Matt is 11 minutes younger than his twin brother but is the one who, he says, ‘people who know me will say: “Oh, Matt will get it done.”
He nursed his beloved mum Carol in her final months of cancer in 2014, cared for his stepfather Tony for four years after her death and, all the time, kept going on stage and ‘bending the audience in half’.
‘I’ve been doing that for five or six years with the band and 27 years without them. I will bend any room in half, any stadium, any arena. I’ve completely camouflaged my grief with work.
‘But I worry — worry about the people I love because I’ve been through so much bloody loss.’
Matt Goss, pictured with his mother Carol Goss in 2013 in London. He said: ‘She really was my best friend. We spoke three times a day on FaceTime’
Indeed.
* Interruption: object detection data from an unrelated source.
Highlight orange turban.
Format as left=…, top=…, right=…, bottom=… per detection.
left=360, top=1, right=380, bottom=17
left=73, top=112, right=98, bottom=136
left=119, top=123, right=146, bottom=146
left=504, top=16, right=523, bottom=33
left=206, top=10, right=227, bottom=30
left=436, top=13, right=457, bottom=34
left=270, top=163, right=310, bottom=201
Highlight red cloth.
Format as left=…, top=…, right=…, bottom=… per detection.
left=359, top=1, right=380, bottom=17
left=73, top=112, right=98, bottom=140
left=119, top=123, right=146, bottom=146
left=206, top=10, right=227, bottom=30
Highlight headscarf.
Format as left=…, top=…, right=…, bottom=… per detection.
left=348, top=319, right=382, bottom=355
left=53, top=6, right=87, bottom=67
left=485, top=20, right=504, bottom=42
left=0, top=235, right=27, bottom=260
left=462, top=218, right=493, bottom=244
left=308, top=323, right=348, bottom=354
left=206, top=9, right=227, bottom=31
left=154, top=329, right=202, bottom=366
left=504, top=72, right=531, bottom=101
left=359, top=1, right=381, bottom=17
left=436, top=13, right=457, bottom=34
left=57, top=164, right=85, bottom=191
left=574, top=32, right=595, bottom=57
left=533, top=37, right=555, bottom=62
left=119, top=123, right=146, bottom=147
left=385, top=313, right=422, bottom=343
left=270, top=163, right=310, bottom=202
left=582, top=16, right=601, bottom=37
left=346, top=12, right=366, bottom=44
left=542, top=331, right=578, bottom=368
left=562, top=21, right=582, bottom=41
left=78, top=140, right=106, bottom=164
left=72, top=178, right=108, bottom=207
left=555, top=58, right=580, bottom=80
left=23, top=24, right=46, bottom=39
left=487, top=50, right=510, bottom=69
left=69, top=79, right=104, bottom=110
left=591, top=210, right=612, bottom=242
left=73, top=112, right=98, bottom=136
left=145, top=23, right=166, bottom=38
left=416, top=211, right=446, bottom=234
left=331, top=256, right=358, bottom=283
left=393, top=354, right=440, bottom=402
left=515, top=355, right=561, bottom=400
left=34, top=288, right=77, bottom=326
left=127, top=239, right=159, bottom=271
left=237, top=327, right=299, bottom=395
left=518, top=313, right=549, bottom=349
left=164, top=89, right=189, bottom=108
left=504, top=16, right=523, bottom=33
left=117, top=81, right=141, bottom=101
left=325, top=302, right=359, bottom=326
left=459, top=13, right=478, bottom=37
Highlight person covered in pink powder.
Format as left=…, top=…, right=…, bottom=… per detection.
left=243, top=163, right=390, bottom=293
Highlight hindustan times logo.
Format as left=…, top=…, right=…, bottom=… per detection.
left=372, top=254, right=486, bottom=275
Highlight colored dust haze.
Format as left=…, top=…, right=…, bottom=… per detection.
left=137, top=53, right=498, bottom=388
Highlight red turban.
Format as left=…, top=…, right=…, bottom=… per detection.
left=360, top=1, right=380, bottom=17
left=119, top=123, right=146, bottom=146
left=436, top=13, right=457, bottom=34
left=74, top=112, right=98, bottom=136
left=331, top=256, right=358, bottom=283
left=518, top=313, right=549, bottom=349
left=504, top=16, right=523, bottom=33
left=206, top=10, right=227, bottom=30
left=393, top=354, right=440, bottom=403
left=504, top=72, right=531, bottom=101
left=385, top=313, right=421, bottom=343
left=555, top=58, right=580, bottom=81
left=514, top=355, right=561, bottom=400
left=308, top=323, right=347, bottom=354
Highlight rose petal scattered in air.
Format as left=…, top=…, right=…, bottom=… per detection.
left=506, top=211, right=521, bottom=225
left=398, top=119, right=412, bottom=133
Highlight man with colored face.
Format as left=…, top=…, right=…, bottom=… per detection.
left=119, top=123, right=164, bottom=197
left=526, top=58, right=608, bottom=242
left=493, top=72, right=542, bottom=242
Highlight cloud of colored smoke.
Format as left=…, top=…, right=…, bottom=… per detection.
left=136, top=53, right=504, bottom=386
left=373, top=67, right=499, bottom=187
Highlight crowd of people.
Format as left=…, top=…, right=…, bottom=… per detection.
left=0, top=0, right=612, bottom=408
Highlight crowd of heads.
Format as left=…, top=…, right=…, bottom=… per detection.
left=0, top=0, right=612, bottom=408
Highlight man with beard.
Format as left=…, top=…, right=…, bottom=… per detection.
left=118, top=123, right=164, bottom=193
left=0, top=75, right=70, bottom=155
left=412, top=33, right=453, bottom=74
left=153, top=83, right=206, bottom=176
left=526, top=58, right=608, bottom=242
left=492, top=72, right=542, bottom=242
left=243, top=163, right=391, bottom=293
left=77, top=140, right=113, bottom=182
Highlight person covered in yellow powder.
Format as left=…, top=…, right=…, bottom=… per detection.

Matt lost his sister Carolyn who was killed by a drunk driver when he was 20 and Bros was at its peak.
He then lost the band when Luke decided to quit a few years later, lost ‘millions’ after ‘trusting the wrong people’ and then lost his bodyguard who died of a brain tumour.
‘When I left, it all kind of hit at once. I lost millions of dollars and then my bodyguard died so it was all one after the other.
‘It was a live-or-die moment, I can promise you that. It was give up or get up — and keep getting up.
‘You get up. When mum passed away, Tony, my stepfather, wasn’t well. I gave mum my word that I would take care of him, so he came to live with me for four years.
‘I wouldn’t say I was his care-giver entirely but there was certainly a role. It was a big responsibility.
‘He still lives in one of my homes in the UK. It was me that made sure he was OK. It wasn’t my two other brothers [Luke and his stepbrother Adam].
‘I think I wouldn’t have said it two years ago, but I’m proud that I take care of people and step up.’
He takes a deep breath. Matt doesn’t want to weep but you know he carries these losses with him. You sense he’s bottled up a lot in those Las Vegas years.
‘When I was packing my home in America it was an eight-week move,’ he says. ‘I let go of some of mum’s clothing and some pictures — stuff I knew she didn’t particularly like.
‘When I actually put them in the bin it was a physical experience for me.
‘She really was my best friend. We spoke three times a day on FaceTime. I made her laugh. I’d be on FaceTime [without the video camera on] and say: “Can’t show you me right now, mum.”
‘She’d say: “Why not?” I’d say: “I’m just too handsome.” She’d say: “OK, I’m ready for it.” I’d put the video on and she’d say: “Oh my God, you could have warned me a little bit more!”
His eyes dance at these memories and then he falls sad. You want to put your arms around him.
‘Before my mother passed, she felt very thirsty. We wanted to hydrate her but the IV ruptured her stomach.
‘She screamed at the top of her lungs and vomited blood on me. My dear mother’s blood went all over me.
‘Then the morphine had to be kicked in. She was the most elegant, shy, graceful, kind human being and that was one of her last memories.
‘Within 12 hours of that [she’d been taken to hospital], my brother and I both had our hands on my mum’s chest and she took her last breath.
‘So Luke’s all I’ve got left. He’s my twin. Outside of that my dad lives in France. I love my dad but he’s not necessarily somebody that’s there for me if the s*** hits the fan.
‘It’s not that I don’t love him, but my family has never made me feel they’re necessarily proud or interested [in his career].
‘Luke is my only family so after losing so much there’s a fear, because if anything happened to my brother . . . I don’t know.
‘How would I cope with any more loss? Sometimes people think you have this kind of unicorn life, but I go through just the same things as everyone else and then you have to go back on stage.
‘I’d lose myself in my audience. But those days are over, which is why I feel so blessed to have the people I have around me.
‘Without them I would not be doing Strictly, I would not be in Britain, I would not be home.’
Matt Goss’s new single, Are You Ready, produced in association with Lewisham Records and Orbital Digital, is out now.